Monday, June 28, 2010

Wow, Sacramento

Your dudes suck. Did you bottle-feed them so they all would be addicted to whiskey like crack? What did you put in the water that makes them lazy and liars? Did you secretly arrange a list of eligible ladies that are doled out upon any hot & eligible bachelor's arrival so that any possible hottie has that iron band around him like a fucking chastity belt(FYI-'CAUSE I RESPECT IT!)?

Oh, you ho. I hate dating. Date one went quite well before shit crashed and burned as the little personal gems seeped out during date two.

Attention Datable Men: Stories about how bars stopped "loving you" or how biker chicks are on your nuts and buying you drinks or that you spend about 4 hours a day at some shitty bar even I haven't visited aren't exactly the lines a lady needs to be wooed.
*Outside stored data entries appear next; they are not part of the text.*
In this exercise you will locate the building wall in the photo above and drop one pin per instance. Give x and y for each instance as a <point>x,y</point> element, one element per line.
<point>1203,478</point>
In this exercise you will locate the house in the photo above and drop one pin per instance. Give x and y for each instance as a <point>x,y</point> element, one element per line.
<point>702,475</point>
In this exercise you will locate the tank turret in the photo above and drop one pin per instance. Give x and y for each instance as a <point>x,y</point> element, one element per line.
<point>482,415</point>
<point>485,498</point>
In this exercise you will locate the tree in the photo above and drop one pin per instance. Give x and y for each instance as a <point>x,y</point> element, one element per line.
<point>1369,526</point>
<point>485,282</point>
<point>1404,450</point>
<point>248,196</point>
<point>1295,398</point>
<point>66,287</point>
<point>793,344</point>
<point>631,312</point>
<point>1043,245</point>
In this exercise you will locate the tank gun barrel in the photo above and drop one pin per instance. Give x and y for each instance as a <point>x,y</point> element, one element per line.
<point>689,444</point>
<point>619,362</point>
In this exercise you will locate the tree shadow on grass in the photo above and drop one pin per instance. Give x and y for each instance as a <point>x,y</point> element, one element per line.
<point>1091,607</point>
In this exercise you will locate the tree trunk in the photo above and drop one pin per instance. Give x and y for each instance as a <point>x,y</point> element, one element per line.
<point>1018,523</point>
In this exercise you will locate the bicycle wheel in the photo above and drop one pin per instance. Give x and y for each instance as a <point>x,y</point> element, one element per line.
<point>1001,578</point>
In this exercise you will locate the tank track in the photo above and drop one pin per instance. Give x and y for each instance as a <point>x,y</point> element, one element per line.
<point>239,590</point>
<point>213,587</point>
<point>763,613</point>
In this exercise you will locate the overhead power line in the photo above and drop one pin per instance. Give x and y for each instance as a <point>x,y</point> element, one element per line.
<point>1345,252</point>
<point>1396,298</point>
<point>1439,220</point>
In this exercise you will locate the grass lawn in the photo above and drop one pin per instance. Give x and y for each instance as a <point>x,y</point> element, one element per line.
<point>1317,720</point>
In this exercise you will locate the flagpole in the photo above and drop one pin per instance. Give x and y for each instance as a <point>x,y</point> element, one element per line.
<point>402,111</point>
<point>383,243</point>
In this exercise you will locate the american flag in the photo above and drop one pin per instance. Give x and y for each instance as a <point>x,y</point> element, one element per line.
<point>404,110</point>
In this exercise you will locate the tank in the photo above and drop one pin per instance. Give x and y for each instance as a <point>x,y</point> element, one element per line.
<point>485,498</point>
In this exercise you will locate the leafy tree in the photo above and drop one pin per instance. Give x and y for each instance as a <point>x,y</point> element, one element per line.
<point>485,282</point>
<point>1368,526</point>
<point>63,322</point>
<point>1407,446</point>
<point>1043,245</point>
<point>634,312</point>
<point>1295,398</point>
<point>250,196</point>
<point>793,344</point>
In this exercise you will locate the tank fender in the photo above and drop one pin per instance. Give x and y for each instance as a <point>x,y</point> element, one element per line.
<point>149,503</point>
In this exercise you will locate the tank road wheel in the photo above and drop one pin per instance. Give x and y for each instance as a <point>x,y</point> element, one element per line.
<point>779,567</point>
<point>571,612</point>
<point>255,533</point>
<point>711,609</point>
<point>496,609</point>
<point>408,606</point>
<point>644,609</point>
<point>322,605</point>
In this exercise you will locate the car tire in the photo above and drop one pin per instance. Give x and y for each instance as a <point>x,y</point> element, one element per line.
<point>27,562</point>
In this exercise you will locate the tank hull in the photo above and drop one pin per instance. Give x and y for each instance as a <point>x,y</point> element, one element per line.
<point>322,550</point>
Plus, you shouldn't be there if you lost your house, tool.

I should commend you for keeping it real, though. No need for months of frustrating calls and yearning for the sweet, sweet nectar of singlehood.

Thursday, June 17, 2010

Hey Friend....




Cheer up, Keanu. It's almost Friday. And youz gots hella cats.

Tuesday, June 15, 2010

Drunk Peguin


That is what I have looked like walking around. Or maybe a Fremont Park bum circa 2008-now they wander a 7 block radius and take Keystone showers in the alley. Anyway- this young whippersnapper broke her back, and it hurts like a MOFO. I took 3 days off to stay immoblie and not move, but this week called me back to work and now that I have the official doctor's word that it won't heal for weeks- I am fucking frustrated!! Dammit shoulda picked up a boyfriend to fetch me things and help me get up and sit down.

I can't even blog. I hurts much. I miss my bike very much.